Do give a small gift 

If you have been invited to a party or homecooked dinner by a friend, colleague, or acquaintance, the etiquette is to bring a small gift as a thank you. In Switzerland, most people choose to bring a bottle of wine or a seasonal bouquet of flowers. 

In a business setting, it is not necessary to bring or exchange a gift.

Bring a gift to your host in Switzerland.

Bring a gift to your host in Switzerland. Photo by Alexandra Gorn on Unsplash

TIP: Refrain from bringing expensive or flashy gifts as this can be seen as tasteless and make your host uncomfortable.

Don't say the wrong thing in conversations

Once you’ve stepped inside a Swiss home you will want to make for interesting conversation, but before you know it, you could be on your way to committing your first crime against Swiss etiquette. That’s right, the Swiss are notoriously private people which means discussions around divisive topics, such as finances, politics, and religion, are best avoided.

Get dining etiquette right

We all know the feeling: You’ve been waiting for your order to arrive for longer than anticipated, your stomach is growling, and you’re growing increasingly impatient. But where some people may be tempted to raise a hand and wave over the restaurant staffer, in Switzerland this is considered a big no-no. Likewise, you should always wait for everyone’s dish to be served and wish the whole party a “Guten Appetit” prior to digging in. 

READ ALSO: ‘Suspicious of the unknown’: Is it difficult to make friends in Switzerland?

On that note, don’t be surprised to see a dog patrol the restaurant as you enjoy your long-awaited meal. Dogs are in fact allowed inside a remarkably high number of Swiss establishments, and diners are expected to pretend they’re part of the ambience.
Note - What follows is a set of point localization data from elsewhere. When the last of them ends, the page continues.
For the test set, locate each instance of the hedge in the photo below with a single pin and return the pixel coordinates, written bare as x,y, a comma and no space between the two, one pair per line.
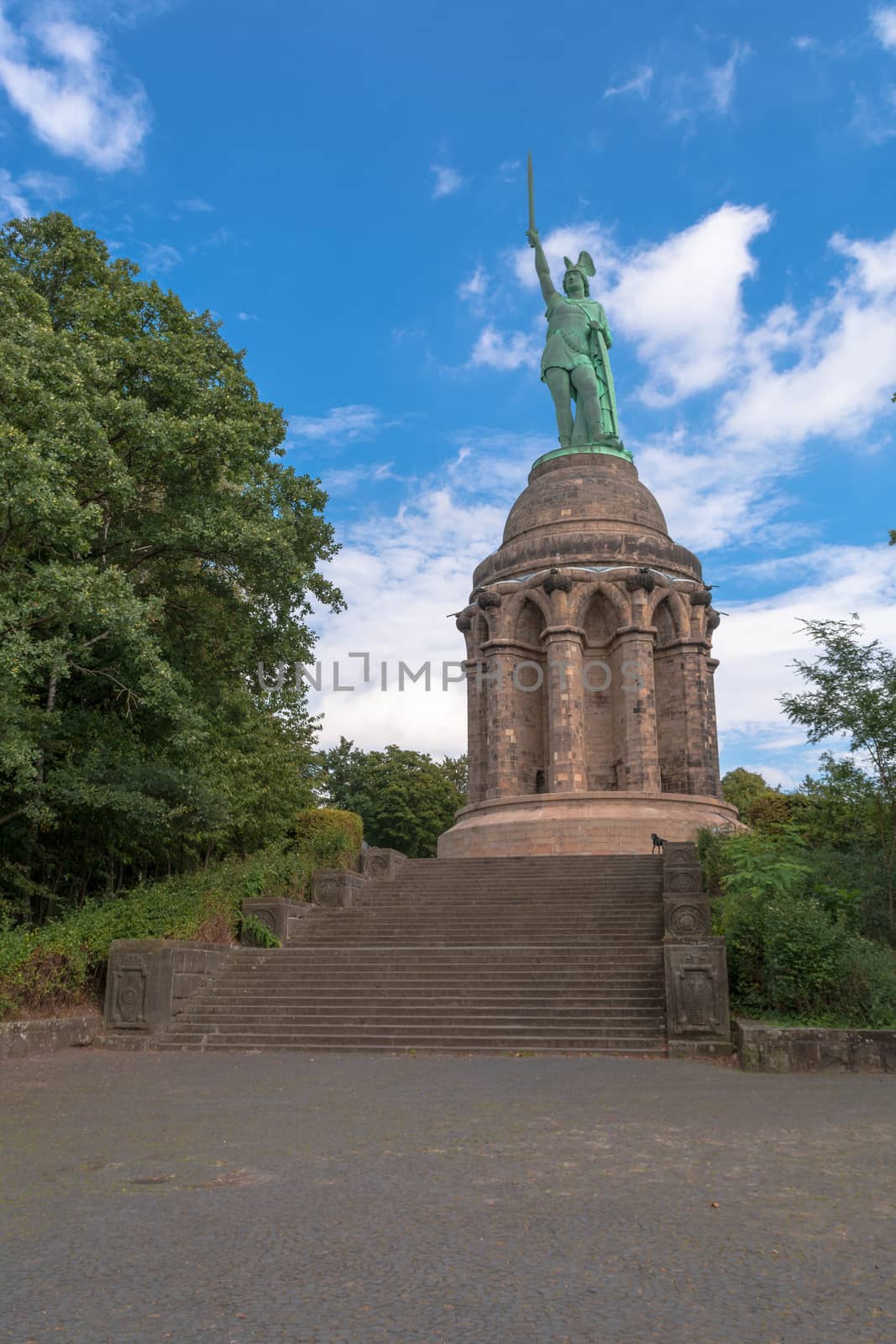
63,963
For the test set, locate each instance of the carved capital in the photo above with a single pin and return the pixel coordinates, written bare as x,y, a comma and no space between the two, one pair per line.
558,582
488,600
642,580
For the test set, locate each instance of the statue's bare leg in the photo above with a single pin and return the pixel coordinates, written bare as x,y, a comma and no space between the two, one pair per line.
587,400
558,381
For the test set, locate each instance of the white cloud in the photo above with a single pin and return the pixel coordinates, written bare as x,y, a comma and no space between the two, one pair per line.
70,100
759,640
18,194
504,351
721,80
688,97
884,26
638,85
473,288
680,302
448,181
160,259
349,477
13,201
195,205
828,371
342,423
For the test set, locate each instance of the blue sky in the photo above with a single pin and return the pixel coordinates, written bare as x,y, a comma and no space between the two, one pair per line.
345,190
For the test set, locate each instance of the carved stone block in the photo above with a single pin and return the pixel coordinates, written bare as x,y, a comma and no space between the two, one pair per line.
685,916
275,913
696,992
149,980
380,864
681,871
333,889
128,994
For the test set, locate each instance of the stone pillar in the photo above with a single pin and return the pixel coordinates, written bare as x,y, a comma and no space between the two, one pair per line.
497,683
566,710
712,730
699,749
634,710
476,730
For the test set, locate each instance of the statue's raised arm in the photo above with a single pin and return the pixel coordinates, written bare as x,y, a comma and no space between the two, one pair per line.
542,268
575,363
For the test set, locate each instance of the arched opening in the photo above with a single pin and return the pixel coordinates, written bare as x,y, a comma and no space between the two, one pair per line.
668,679
600,624
528,694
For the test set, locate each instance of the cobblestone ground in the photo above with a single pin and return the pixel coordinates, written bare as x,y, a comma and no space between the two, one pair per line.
358,1200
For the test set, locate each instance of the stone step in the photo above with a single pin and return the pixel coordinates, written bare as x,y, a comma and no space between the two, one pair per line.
418,1018
425,992
405,1038
486,956
649,1048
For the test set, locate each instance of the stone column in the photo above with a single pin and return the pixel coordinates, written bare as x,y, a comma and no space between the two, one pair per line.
476,730
699,726
497,685
566,709
634,710
712,729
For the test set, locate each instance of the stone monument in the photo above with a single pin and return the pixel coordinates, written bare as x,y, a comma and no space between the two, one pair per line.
591,719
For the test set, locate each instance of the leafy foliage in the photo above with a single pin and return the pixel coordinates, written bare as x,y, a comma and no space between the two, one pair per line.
65,960
743,788
794,941
255,934
852,692
405,799
152,554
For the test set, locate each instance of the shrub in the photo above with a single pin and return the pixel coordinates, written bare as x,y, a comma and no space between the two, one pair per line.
63,963
794,951
257,934
329,837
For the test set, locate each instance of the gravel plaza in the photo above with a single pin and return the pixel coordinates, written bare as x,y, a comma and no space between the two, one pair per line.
355,1200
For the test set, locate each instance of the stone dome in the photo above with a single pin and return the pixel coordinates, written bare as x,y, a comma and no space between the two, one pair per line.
584,491
584,510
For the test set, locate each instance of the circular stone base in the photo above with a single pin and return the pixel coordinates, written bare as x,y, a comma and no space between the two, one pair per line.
579,823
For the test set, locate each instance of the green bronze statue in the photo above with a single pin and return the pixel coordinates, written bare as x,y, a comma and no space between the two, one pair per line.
575,363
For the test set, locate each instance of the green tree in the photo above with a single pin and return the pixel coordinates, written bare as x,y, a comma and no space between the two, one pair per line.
741,788
405,799
852,694
152,555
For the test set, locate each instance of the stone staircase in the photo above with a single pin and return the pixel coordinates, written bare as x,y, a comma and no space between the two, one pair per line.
465,954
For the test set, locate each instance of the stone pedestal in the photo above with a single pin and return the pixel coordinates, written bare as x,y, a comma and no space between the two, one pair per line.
613,737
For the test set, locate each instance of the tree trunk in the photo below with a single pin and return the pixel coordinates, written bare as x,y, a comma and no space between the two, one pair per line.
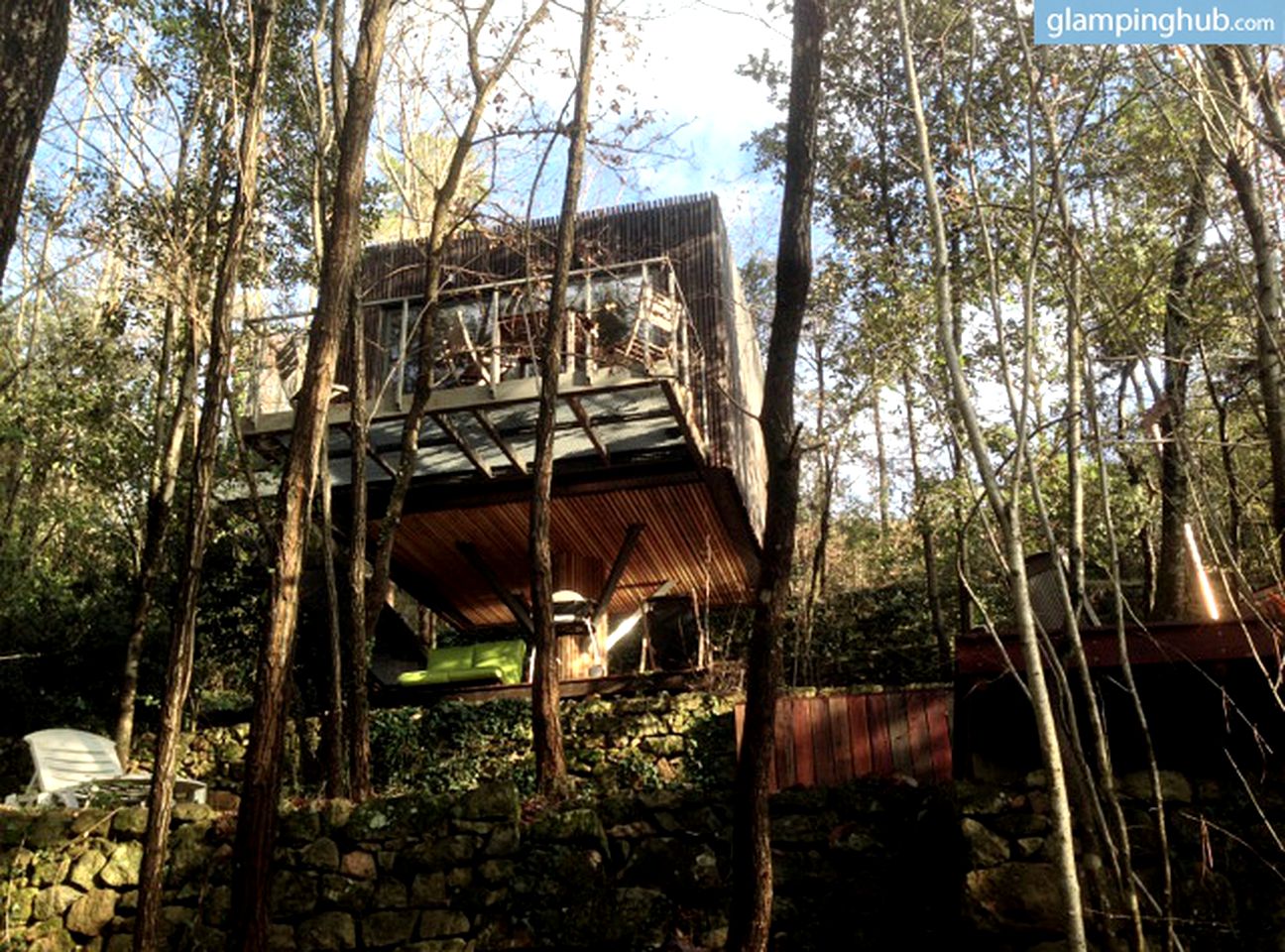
752,853
880,461
945,648
256,821
1173,590
1005,516
483,86
33,47
155,531
204,452
546,726
355,651
1235,516
332,724
1267,283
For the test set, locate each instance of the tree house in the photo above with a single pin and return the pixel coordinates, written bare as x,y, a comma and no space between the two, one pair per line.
659,473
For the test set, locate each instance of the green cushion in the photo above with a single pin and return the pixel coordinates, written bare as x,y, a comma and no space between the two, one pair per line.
489,660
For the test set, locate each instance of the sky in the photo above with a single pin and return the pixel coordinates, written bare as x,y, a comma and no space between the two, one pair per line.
685,70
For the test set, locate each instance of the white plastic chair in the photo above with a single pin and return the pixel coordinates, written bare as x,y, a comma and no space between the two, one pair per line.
72,765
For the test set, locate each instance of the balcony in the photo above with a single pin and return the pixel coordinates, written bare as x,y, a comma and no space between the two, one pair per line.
631,370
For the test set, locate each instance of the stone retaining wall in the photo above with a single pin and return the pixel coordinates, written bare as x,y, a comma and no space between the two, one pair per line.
451,874
1228,892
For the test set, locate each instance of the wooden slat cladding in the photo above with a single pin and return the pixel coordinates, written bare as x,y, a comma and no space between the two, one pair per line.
689,231
682,542
829,740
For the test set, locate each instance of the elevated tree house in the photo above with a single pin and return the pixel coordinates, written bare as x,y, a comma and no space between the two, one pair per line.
659,476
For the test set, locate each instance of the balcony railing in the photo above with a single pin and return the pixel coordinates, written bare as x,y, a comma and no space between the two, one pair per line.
625,321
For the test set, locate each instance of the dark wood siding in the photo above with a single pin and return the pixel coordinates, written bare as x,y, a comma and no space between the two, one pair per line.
829,740
689,231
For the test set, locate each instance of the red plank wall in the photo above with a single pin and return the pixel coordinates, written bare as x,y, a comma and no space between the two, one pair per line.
821,742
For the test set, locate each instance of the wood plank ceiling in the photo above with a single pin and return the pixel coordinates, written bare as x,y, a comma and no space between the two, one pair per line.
684,542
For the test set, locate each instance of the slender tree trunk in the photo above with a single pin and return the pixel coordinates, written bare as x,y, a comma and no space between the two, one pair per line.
33,47
1235,516
206,448
880,460
155,531
256,821
1173,585
355,661
1005,516
332,724
546,726
752,853
945,648
1267,282
829,453
483,86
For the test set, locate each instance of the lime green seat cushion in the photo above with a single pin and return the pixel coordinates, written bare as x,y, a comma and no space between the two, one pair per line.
489,660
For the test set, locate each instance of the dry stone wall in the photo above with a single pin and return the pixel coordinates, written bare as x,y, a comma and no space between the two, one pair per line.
470,873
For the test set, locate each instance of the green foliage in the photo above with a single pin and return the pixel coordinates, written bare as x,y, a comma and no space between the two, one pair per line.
452,747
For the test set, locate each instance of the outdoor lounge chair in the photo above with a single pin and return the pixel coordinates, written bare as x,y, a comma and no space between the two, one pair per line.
70,766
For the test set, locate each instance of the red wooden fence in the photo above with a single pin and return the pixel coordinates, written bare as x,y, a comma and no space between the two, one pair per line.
821,742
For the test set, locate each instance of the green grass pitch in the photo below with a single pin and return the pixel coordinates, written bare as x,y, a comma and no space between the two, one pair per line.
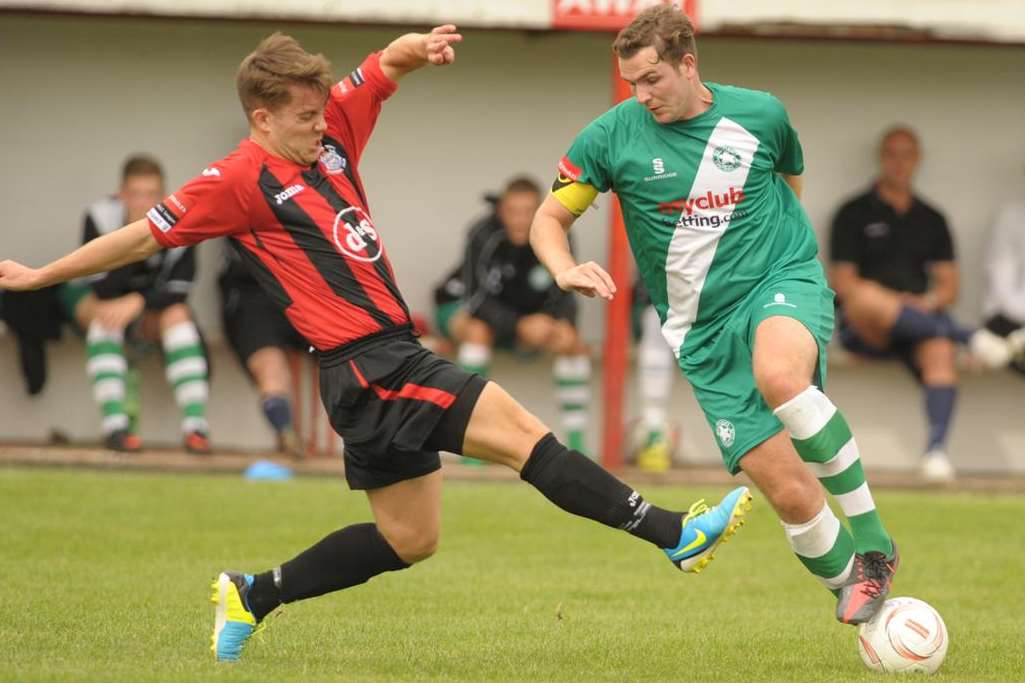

Once you’ve finished your meal and are ready to ask for the bill, be sure to remember that tipping is not necessary in Switzerland as staff are paid a healthy salary. However, despite this, many Swiss still choose to round up their bills to the nearest franc.

If you’re invited for a dinner at someone’s home and the host wishes to make a toast, you will (regrettably) be expected to sit through the entire toast before eating. If you are the host yourself, remember it is important to make eye contact with your guests while addressing them. 

People with drinks

Photo by Zan on Unsplash

Brush up on fondue skills

If you find yourself in the land of cheese and chocolate, you are very likely to indulge in some delicious fondue sooner or later. But eating the melted cheese dish isn’t as straightforward as you might think, so make sure to get a hang of some of the key fondue rules before losing your bread in the cheese (the loser buys the next round of drinks!).

TIP: Fondue is eaten in the winter, avoid restaurants offering it in the summer.


When out shopping, be sure to greet shopkeepers when entering a store and paying for goods. However, don’t expect fellow shoppers to queue up. The Swiss, while polite, do not have a queuing culture and will absolutely step in front of you if you let them!